La réforme du champ religieux, quant à elle, a démarré après le 16 mai. Une reconquête du discours religieux et des lieux de cultes a été engagée. Tout cela s’est accompagné d’une réorganisation du ministère des Habbous et d’un reprofilage des instances régionales religieuses. En fait, une vaste dé-wahabisation du champ religieux a été lancée après des années de prospérité de cette idéologie insidieuse importée, durant lesquelles presque tout le pays a été contaminé.
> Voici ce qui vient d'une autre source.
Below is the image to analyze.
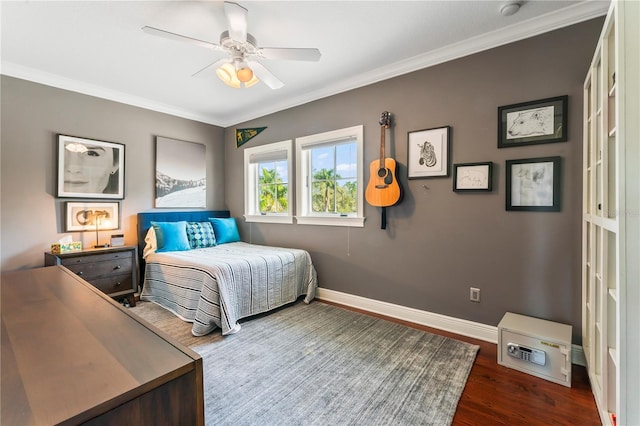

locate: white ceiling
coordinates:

La décontamination est donc en marche, mais les résultas ne seront malheureusement pas immédiats, compte tenu de la gravité des dommages subis par notre pays.
Sur le plan politique, la seule riposte magistrale, constante et construite que nous avons eu à observer, nous est venue à travers les discours de S.M le Roi et par les initiatives que le chef de l’Etat a entreprises. Un rappel, ferme et sans concession, des vraies valeurs qui fondent notre religion, notre monarchie constitutionnelle et notre société a été donné avec pédagogie et détermination. Les discours de S.M Le Roi Mohammed VI ont reformulé solennellement les choix fondamentaux de notre pays sans laisser aucune place à une quelconque compromission avec les idéologies de la terreur et de la haine qui ont phagocyté notre religion et notre société. Le point d’orgue de ce vaste redéploiement politique, social et culturel est l’avènement du nouveau Code de la famille. Un code audacieux, égalitaire et respectueux du meilleur de notre tradition culturelle.
Par contre, au niveau de la politique politicienne, l’après 16 mai ressemble, à s’y méprendre, à l’avant. A part quelques rares exceptions, notamment celle remarquable de Mohamed Elyazghi, nos hommes politiques ont continué à ignorer l’impact de cet évènement traumatisant. Comme si la réalité de notre pays n’avait aucune prise sur eux, nos politiques, en partie responsables de la dégradation morale qui a créé les conditions objectives de l’apparition du terrorisme salafiste, ont continué à exercer leurs pratiques éculées. Aujourd’hui, ils sont tous au rendez-vous pour participer à la grande opération de blanchiment politique d’un parti comme le PJD alors que les garanties constitutionnelles données par celui-ci sont, au mieux, hypocrites et, au pire, tactiques. Alors que ce parti dont se réclame encore un certain nombre de prêcheurs de la haine n’a pas totalement rompu avec ses travers intégristes, les candidats aux alliances électorales se bousculent aux portillons. Il semblerait que la classe politique marocaine partage désormais ostensiblement les mêmes valeurs que le PJD et elle le fait savoir par les moyens les plus indignes. Un danger et une hérésie. Au lieu que la démocratie marocaine se construise sur la confrontation d’idées, elle se perd dans les méandres de la compromission et de la lâcheté intellectuelle.
Cette posture est le plus fertile terreau du terrorisme salafiste. Plus que la malvie, le chômage et l’exclusion urbaine. Un an après, nous en sommes encore là. Et c’est plus que dommage pour ce pays.